INSERM UMR1141, Hôpital Robert Debré, Paris, France.
Université Paris 7, Faculté de Médecine Denis Diderot, Paris, France.
PLoS Biol. 2018 Jan 25;16(1):e2003992. doi: 10.1371/journal.pbio.2003992. eCollection 2018 Jan.

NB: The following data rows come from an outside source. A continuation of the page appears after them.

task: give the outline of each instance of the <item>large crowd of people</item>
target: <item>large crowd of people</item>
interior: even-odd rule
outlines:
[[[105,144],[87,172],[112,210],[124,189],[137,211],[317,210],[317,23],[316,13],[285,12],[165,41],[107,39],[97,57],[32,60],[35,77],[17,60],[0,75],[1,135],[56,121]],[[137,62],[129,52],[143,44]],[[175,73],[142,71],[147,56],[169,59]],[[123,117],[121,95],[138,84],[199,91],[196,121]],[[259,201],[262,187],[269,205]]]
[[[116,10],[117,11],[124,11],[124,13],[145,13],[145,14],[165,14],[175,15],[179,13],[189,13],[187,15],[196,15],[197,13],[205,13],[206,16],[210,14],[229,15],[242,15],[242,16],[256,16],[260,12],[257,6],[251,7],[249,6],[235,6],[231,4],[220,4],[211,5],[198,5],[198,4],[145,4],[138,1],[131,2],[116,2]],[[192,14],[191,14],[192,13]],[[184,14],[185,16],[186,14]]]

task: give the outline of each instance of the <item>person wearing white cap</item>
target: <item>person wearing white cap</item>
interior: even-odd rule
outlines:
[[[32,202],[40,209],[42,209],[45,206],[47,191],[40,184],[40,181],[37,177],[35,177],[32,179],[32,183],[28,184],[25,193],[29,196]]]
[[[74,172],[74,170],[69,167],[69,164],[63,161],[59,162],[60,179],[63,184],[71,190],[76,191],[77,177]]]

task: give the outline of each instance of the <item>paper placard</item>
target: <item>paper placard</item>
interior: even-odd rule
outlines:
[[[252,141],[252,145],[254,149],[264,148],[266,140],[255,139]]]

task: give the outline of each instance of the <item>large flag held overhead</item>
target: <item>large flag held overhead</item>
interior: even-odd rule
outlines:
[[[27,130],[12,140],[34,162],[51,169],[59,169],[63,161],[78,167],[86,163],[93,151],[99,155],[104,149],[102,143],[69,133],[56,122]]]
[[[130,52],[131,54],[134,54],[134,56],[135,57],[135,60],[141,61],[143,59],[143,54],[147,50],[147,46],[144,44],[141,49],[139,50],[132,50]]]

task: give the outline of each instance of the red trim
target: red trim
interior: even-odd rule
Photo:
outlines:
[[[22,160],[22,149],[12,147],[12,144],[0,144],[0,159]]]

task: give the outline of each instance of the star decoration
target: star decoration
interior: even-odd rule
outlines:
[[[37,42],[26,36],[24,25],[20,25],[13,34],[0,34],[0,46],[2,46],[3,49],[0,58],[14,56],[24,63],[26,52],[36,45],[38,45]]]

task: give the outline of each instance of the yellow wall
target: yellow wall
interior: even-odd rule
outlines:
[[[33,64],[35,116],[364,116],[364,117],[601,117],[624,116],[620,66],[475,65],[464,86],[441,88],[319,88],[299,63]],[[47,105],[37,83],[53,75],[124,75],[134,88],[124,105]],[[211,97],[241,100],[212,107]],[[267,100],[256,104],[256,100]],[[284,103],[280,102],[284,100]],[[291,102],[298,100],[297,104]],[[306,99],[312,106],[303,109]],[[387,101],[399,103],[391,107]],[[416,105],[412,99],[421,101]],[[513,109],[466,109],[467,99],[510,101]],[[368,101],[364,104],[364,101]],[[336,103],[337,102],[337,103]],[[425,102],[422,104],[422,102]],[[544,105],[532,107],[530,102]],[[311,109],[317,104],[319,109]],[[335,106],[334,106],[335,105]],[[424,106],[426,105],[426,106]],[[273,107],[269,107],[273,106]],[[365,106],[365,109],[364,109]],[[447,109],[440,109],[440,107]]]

In endothermic species, heat released as a product of metabolism ensures stable internal temperature throughout the organism, despite varying environmental conditions. Mitochondria are major actors in this thermogenic process. Part of the energy released by the oxidation of respiratory substrates drives ATP synthesis and metabolite transport, but a substantial proportion is released as heat. Using a temperature-sensitive fluorescent probe targeted to mitochondria, we measured mitochondrial temperature in situ under different physiological conditions. At a constant external temperature of 38 °C, mitochondria were more than 10 °C warmer when the respiratory chain (RC) was fully functional, both in human embryonic kidney (HEK) 293 cells and primary skin fibroblasts. This differential was abolished in cells depleted of mitochondrial DNA or treated with respiratory inhibitors but preserved or enhanced by expressing thermogenic enzymes, such as the alternative oxidase or the uncoupling protein 1. The activity of various RC enzymes was maximal at or slightly above 50 °C. In view of their potential consequences, these observations need to be further validated and explored by independent methods. Our study prompts a critical re-examination of the literature on mitochondria.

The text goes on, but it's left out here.